Gotcha: We got bit by this, and had severe performance degradation.
Recommended: Change to at least "2", but keep in mind resilvering
times may jump by 100% or more.
Our Configuration:
- x86_64 (Intel Xeon-based)
- Solaris 10 64-bit
- 240GB physical RAM (max is 384GB)
- Root Pool:
- 2 x 300GB 10K RPM SAS drives
- Mirrored
- Mixed-Workload Database/File/Web Pool:
- 14 x 300GB 10K RPM SAS drives
- Mirrored, then striped.
Read Performance:
Monitoring ARC cache "echo ::memstat | mdb -k" shows that the ZFS
ARC cache size is using between 60-90 GB. (no problem there)
Write Performance:
This pool hosts a mixed workload of database, web, and file server
I/O. We run a MySQL instance, with InnoDB tables that have fairly high
transaction rates, and we do not want to lose transactions. So, the
ACID-compliant InnoDB engine will be doing a lot of "sync" writes to ZFS.

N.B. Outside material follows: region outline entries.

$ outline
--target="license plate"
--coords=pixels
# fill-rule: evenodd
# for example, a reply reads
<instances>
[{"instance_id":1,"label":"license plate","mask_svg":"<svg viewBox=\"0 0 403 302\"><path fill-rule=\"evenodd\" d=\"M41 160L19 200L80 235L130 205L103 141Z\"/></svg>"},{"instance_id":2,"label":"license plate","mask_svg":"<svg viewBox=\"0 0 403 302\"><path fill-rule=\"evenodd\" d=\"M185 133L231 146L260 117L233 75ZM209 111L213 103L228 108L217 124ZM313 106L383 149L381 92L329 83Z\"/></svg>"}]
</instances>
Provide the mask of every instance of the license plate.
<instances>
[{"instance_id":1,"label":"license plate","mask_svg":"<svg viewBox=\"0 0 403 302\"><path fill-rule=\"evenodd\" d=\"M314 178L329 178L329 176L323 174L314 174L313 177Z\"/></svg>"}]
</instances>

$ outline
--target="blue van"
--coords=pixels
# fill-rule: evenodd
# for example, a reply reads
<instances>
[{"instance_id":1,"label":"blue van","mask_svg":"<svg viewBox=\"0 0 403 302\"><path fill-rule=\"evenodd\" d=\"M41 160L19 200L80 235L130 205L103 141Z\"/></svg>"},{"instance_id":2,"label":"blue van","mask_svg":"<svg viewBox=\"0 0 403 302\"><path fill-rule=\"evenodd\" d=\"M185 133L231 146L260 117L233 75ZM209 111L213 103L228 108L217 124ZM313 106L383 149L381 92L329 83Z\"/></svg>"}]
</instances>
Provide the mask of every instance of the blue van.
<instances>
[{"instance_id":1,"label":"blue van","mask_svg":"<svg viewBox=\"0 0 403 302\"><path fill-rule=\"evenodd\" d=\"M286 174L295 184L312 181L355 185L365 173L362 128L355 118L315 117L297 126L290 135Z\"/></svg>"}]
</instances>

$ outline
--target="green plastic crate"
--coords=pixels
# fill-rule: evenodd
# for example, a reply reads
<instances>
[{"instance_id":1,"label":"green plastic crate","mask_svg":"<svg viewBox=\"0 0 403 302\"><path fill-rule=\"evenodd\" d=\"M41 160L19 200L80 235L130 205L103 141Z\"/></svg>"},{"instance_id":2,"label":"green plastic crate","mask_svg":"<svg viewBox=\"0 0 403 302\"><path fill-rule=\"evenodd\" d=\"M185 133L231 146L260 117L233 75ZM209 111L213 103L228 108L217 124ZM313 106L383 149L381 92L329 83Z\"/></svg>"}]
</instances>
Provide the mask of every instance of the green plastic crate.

Goal: We don't need absolutely speedy performance during normal
workloads, just more consistent write performance in the event of disk
failure.
Question #1: Is this strategy sound?
Strategy: Reduce the number of database/application write I/O
operations to the physical disks.
Action: Mirror of two SSDs, and place a ZIL on top of the SSDs.
Will this configuration reduce the impact of many database "sync"
writes to the disk mirrors themselves?
Question #2: Which SSD is the best?
I've seen several posts about the Intel DC S3700 series, which
looks like a great option for servers.
However, there is also a ZIL-optimized SSD, sTec x840z, on the
market. Has anyone used these? Good experience with these? Bad? The link
is: http://www.stec-inc.com/products/s840z-zil-sas-ssd/
What is your SSD of choice, for enterprise-level protection of ZILs?